Bears Barge In Literature Guide

Grade Level: 
K, 1, 2, 3, 4, 5
By Joni Sensel - A guide for parents, teachers, and group leaders to accompany the reading of this picture book. The guide below provides before, during, and after-reading discussion questions. Choose from activities and discussion questions to build children's understanding of generosity, community, and service to others.

“Ripped from the headlines,” this book addresses what has become a common occurrence, wildlife encroaching upon suburban neighborhoods. Or, is it the neighborhoods encroaching upon the wildlife? In a light-hearted and optimistic manner, this book addresses urban sprawl and some people’s attitudes about wildlife.

Zack enjoys his wild backyard, and the animals enjoy their forest, until Zack’s wilderness becomes a suburban neighborhood, and the space-deprived animals invade. There are bears in the bathtub and hornets in the hall. Zack’s neighbors close themselves off from the wild animals, but Zack stays, proving that humans and animals can peacefully coexist.

Before Reading

ASK: The title of this book is Bears Barge In. What does the word "barge" mean? Use it in a sentence and act it out. If you barge in, are you welcome? 

SHOW: Look at the cover. What do you think is happening?

CONNECT: Have you ever had a wild animal “barge” into your house? It could have been something big or small like a squirrel, bat, bees, or mice. What happened?

During Reading

ASK: In the beginning of the story, the animals and Zack live happily in their own homes. What happens in the story that causes the animals to move in with the people? Whose home is this neighborhood, and how can they solve this conflict for the good of all?

SHOW: Look at the pictures with animals. How many different animals are pictured or named in the story? Do you see any of these animals where you live? How do they make their home and find food? How do you separate from and include them?

CONNECT: Zack’s neighbors are scared of the animals that invade their neighborhood. Tell about a time you were scared of an animal or an animal was scared of you. What did you learn from the experience?

After Reading

ASK: Zack’s neighbors lock up their neighborhood to keep the animals out. Think about this and look at the picture on page 23. How does this make the people like animals or the animals like people?

SHOW: Look at the pictures on pages 28–29. Would you rather be the people behind the bars or the people playing in the trees. Why?

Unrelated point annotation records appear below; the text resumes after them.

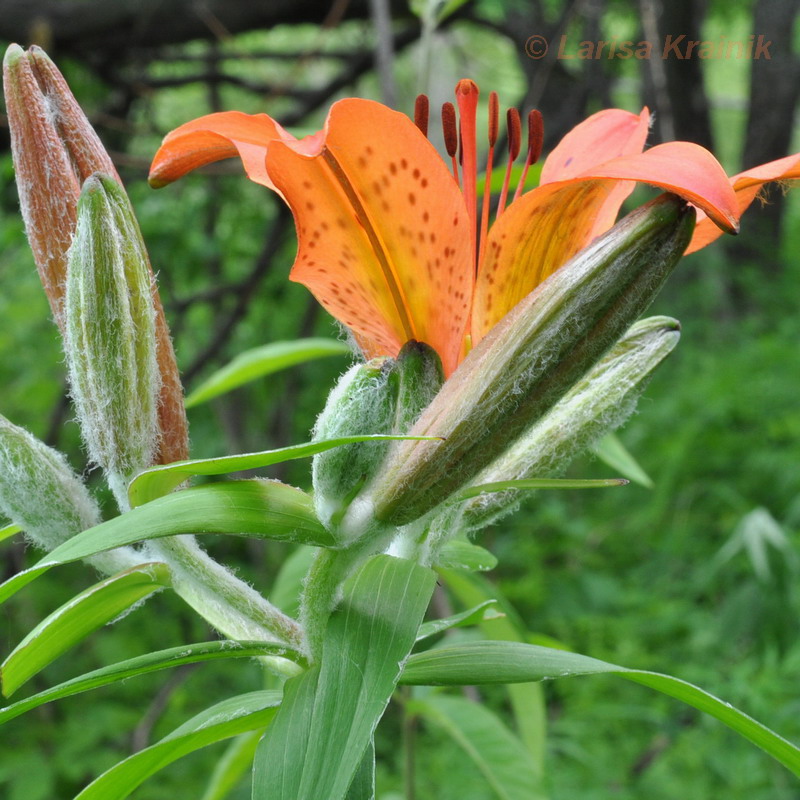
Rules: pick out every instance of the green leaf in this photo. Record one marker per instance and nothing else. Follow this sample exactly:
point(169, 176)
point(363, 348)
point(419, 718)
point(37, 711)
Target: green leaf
point(527, 699)
point(8, 531)
point(262, 509)
point(472, 616)
point(535, 484)
point(159, 481)
point(261, 361)
point(235, 762)
point(459, 554)
point(477, 663)
point(79, 617)
point(319, 737)
point(611, 450)
point(231, 717)
point(288, 585)
point(151, 662)
point(363, 785)
point(495, 750)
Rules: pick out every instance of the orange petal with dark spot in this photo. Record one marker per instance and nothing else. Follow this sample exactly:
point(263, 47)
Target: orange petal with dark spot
point(383, 231)
point(603, 136)
point(547, 226)
point(747, 186)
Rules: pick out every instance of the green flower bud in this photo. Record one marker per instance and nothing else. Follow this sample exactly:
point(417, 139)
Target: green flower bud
point(533, 357)
point(363, 402)
point(420, 377)
point(55, 150)
point(110, 337)
point(382, 396)
point(598, 404)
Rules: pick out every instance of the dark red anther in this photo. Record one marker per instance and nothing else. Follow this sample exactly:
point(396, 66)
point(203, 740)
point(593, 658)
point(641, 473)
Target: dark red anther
point(535, 135)
point(422, 109)
point(450, 129)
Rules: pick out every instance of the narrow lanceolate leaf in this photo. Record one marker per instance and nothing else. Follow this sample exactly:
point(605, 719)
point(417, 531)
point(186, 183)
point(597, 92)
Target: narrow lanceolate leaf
point(261, 509)
point(326, 721)
point(231, 717)
point(236, 761)
point(527, 699)
point(77, 618)
point(611, 450)
point(261, 361)
point(363, 785)
point(494, 749)
point(9, 530)
point(152, 662)
point(161, 480)
point(534, 484)
point(460, 554)
point(472, 616)
point(477, 663)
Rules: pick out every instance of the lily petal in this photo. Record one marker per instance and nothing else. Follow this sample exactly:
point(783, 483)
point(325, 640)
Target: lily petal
point(747, 186)
point(547, 226)
point(383, 230)
point(602, 137)
point(211, 138)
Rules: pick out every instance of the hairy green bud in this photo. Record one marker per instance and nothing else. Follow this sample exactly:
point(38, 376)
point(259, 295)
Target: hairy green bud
point(110, 337)
point(533, 357)
point(363, 402)
point(598, 404)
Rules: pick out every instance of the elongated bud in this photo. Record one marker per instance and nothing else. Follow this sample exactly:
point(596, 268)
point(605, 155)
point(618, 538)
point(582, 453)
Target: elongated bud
point(363, 402)
point(420, 377)
point(55, 150)
point(39, 491)
point(110, 334)
point(382, 396)
point(598, 404)
point(533, 357)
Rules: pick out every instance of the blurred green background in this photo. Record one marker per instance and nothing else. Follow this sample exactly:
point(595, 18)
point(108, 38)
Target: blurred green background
point(697, 577)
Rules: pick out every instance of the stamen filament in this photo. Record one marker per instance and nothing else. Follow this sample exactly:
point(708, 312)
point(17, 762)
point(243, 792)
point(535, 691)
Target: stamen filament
point(450, 133)
point(467, 99)
point(514, 127)
point(487, 184)
point(535, 140)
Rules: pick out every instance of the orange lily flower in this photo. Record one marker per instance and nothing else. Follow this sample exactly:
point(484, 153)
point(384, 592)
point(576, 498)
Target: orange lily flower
point(393, 243)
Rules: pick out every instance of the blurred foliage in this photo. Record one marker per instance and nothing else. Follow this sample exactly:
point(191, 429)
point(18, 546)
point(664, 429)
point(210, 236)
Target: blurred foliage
point(630, 576)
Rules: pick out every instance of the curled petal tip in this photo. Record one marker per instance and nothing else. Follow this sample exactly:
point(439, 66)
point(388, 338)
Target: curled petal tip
point(13, 54)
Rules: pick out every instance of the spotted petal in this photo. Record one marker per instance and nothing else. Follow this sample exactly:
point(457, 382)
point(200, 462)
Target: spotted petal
point(382, 229)
point(547, 226)
point(605, 135)
point(746, 185)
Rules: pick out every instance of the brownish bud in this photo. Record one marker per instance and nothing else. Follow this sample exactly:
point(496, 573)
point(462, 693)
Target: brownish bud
point(55, 150)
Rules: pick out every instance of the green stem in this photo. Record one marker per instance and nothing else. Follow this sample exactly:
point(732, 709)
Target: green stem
point(409, 748)
point(320, 595)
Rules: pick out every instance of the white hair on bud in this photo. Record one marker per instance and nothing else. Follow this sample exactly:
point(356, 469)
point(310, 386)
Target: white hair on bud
point(110, 341)
point(598, 404)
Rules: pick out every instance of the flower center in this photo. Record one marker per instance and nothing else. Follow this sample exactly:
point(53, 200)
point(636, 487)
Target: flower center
point(460, 141)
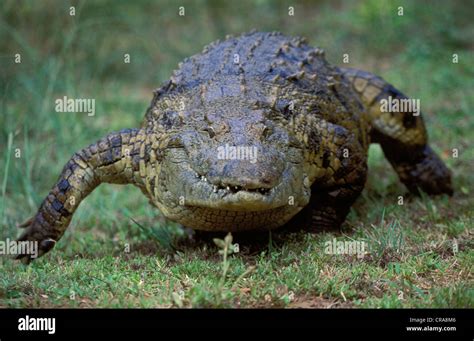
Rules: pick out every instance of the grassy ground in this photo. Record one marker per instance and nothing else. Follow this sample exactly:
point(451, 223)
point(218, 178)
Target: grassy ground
point(421, 251)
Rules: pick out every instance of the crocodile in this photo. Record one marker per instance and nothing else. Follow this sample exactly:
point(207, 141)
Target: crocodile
point(250, 134)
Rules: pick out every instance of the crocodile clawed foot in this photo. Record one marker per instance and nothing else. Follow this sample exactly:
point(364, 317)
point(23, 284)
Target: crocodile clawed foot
point(32, 243)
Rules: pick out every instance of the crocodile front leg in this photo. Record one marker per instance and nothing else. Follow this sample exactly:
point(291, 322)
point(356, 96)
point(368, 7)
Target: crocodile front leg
point(116, 158)
point(338, 162)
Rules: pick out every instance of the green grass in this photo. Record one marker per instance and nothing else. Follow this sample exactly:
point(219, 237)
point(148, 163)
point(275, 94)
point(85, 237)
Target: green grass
point(421, 252)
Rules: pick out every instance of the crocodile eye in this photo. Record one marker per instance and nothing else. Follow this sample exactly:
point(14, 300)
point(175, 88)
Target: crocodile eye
point(210, 131)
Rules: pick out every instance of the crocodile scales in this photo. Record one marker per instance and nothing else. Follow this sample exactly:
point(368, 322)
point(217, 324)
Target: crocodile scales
point(310, 123)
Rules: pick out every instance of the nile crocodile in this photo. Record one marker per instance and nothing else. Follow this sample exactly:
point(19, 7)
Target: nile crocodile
point(244, 136)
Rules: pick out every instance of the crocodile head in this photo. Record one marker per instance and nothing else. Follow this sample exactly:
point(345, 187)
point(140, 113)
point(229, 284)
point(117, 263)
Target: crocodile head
point(230, 166)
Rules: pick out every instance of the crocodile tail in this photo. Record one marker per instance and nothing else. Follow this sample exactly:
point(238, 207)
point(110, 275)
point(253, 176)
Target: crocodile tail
point(113, 159)
point(401, 133)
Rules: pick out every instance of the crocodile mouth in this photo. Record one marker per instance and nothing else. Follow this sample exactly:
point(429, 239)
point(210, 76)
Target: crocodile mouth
point(198, 191)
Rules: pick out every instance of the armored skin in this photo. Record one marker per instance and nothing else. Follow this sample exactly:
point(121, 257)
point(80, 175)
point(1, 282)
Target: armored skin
point(308, 123)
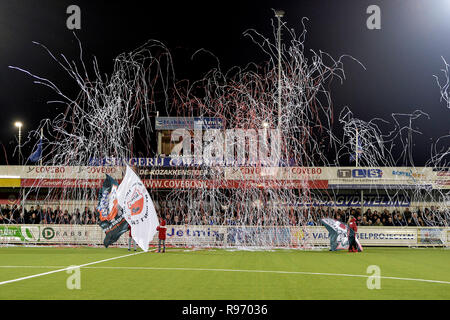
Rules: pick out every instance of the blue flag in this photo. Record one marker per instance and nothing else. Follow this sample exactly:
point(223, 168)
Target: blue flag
point(36, 155)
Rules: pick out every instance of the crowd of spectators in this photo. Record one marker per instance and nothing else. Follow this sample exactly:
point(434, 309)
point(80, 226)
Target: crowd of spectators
point(202, 213)
point(39, 215)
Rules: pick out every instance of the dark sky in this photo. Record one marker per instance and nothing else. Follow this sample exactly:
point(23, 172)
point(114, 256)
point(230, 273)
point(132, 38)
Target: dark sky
point(400, 59)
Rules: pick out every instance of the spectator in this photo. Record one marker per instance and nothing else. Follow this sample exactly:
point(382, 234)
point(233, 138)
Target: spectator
point(389, 222)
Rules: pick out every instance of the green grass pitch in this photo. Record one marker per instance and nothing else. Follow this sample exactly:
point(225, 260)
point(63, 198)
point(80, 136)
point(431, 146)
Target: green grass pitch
point(219, 274)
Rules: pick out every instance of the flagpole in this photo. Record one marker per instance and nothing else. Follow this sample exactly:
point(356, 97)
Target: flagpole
point(42, 134)
point(356, 148)
point(357, 165)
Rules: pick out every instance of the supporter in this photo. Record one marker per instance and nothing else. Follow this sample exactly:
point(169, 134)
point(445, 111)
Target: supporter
point(407, 213)
point(169, 220)
point(389, 222)
point(364, 221)
point(378, 223)
point(28, 214)
point(34, 219)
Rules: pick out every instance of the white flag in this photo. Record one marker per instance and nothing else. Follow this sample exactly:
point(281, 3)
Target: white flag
point(138, 209)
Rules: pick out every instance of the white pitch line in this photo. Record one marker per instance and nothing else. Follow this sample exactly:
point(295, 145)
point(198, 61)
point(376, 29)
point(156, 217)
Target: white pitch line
point(233, 270)
point(65, 269)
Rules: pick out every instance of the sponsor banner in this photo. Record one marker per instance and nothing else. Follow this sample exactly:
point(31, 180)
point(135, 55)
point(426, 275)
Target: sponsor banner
point(188, 235)
point(15, 233)
point(280, 173)
point(234, 184)
point(180, 167)
point(433, 236)
point(62, 183)
point(60, 172)
point(367, 236)
point(195, 123)
point(9, 183)
point(369, 201)
point(176, 173)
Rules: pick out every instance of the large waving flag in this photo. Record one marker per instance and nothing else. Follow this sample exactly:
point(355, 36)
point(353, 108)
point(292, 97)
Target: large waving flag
point(138, 208)
point(108, 212)
point(339, 233)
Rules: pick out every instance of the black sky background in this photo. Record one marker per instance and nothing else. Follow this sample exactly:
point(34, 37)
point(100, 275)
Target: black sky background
point(400, 59)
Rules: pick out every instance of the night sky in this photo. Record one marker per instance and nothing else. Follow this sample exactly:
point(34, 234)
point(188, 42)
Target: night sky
point(400, 59)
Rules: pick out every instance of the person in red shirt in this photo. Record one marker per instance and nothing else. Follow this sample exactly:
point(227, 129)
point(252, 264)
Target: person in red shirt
point(162, 229)
point(130, 240)
point(352, 235)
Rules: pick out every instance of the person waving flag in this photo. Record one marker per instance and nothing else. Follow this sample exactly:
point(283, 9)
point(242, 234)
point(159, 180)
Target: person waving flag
point(138, 209)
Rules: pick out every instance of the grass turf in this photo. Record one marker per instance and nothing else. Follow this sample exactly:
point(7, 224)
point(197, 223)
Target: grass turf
point(138, 277)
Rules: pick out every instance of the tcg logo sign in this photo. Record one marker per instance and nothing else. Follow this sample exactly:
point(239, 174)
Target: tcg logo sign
point(359, 173)
point(48, 233)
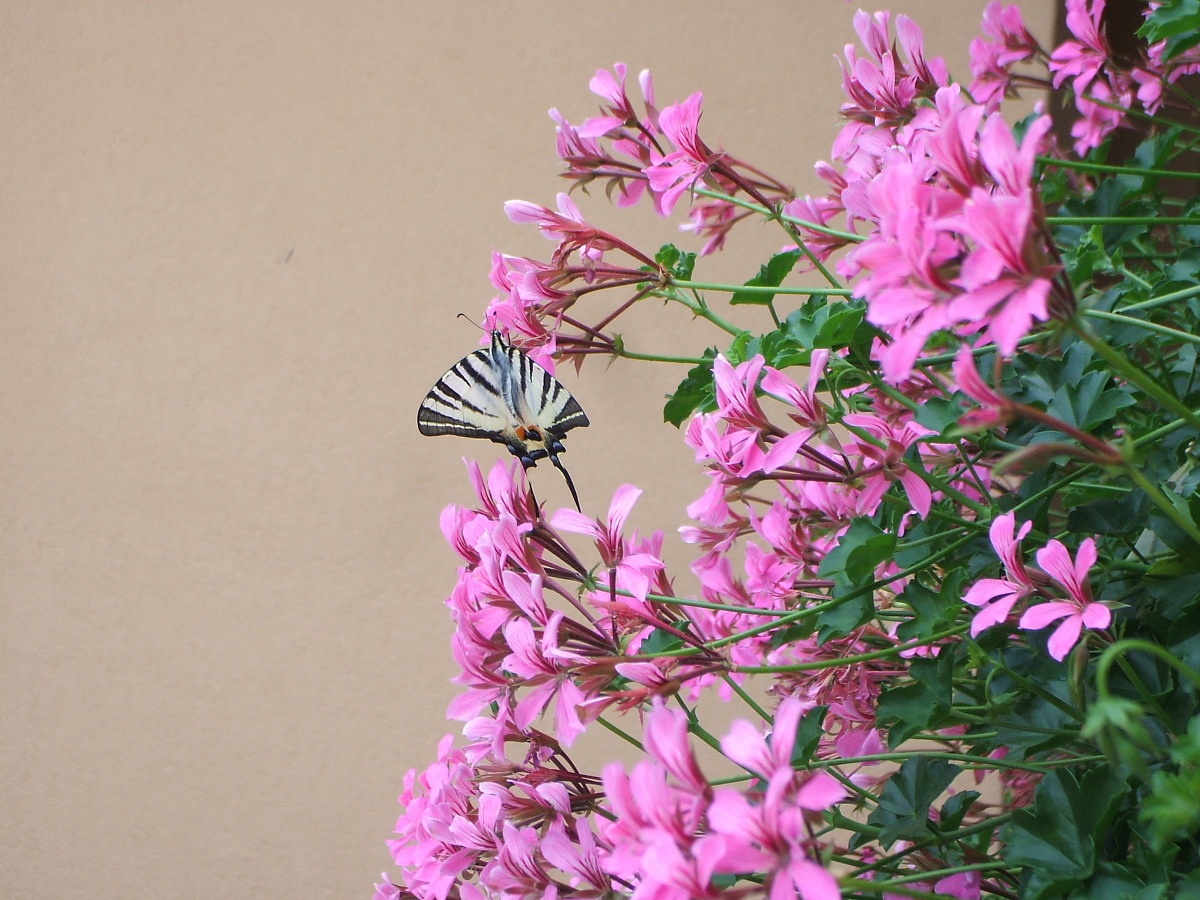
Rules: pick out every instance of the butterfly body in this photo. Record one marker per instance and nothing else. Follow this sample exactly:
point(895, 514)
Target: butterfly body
point(499, 394)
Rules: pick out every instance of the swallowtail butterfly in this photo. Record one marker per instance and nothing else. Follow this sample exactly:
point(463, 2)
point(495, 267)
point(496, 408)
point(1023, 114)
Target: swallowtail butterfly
point(499, 394)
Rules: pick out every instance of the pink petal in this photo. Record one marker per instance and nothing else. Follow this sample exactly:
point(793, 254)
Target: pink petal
point(1065, 636)
point(1097, 616)
point(1042, 615)
point(623, 501)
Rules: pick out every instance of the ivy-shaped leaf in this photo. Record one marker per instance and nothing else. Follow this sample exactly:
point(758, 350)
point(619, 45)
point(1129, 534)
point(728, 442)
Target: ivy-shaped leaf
point(695, 391)
point(769, 276)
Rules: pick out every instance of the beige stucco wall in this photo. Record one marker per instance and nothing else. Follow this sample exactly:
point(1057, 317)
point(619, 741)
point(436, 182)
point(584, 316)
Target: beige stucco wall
point(233, 240)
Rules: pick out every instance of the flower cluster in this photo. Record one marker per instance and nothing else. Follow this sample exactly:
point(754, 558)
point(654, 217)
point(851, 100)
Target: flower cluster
point(937, 545)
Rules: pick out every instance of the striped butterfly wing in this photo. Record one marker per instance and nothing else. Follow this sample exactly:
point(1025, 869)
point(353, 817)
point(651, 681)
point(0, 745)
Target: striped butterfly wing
point(502, 395)
point(468, 401)
point(546, 402)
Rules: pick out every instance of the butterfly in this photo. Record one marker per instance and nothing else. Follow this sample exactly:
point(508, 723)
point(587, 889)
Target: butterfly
point(499, 394)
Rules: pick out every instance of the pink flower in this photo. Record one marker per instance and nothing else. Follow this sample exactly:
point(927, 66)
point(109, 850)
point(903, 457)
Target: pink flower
point(888, 459)
point(1007, 43)
point(670, 177)
point(747, 745)
point(1006, 277)
point(996, 597)
point(1079, 610)
point(581, 858)
point(736, 401)
point(995, 406)
point(567, 226)
point(606, 534)
point(1084, 58)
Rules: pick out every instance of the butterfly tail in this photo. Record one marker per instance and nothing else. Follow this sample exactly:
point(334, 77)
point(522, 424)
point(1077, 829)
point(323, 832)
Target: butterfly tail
point(570, 485)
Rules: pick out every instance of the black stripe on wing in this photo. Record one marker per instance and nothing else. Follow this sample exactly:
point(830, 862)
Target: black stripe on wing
point(449, 409)
point(432, 423)
point(571, 415)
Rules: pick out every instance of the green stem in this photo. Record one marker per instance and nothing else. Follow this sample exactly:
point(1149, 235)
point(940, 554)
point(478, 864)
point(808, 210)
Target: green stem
point(1163, 502)
point(1175, 334)
point(700, 309)
point(749, 701)
point(858, 658)
point(1122, 220)
point(759, 288)
point(657, 358)
point(621, 732)
point(1129, 645)
point(1164, 300)
point(700, 604)
point(1151, 437)
point(1079, 166)
point(970, 761)
point(1132, 373)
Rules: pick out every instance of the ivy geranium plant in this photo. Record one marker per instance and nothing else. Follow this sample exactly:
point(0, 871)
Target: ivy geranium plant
point(948, 556)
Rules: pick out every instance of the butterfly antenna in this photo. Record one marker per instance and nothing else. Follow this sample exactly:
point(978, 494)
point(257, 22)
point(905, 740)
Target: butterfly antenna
point(570, 484)
point(533, 497)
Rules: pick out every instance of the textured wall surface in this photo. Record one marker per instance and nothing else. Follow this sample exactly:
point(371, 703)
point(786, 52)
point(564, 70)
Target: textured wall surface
point(233, 241)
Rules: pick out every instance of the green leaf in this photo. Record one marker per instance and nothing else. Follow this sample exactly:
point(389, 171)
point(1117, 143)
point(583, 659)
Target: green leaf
point(1056, 841)
point(678, 263)
point(933, 611)
point(695, 391)
point(1177, 22)
point(939, 414)
point(769, 276)
point(955, 809)
point(851, 567)
point(903, 811)
point(924, 706)
point(808, 736)
point(1108, 515)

CONNECT: What can people do to include nature and wildlife a part of their balanced life?  


  1. Make a reminder poster for your family that lists your rules for keeping you and the wildlife in your neighborhood safe. For example, you might list, “Remember to securely cover the garbage can.” or “Thoroughly clean the grill when you are done cooking.” Post your rules where the family and visitors can see them.
  2. Keep a log of all the wild animals you see (birds, raccoons, opossum). Write what you see, when, and what they do. Read more and add notes about those animals' habits.
  3. Visit a local nature center to learn about animals that are natural to your area and how to help them thrive. Teach others about what you learned.
  4. Make a booklet about an animal and how it relates to humans. Include a message of respectful treatment of the animal. It may be fun to use humor and art in your book.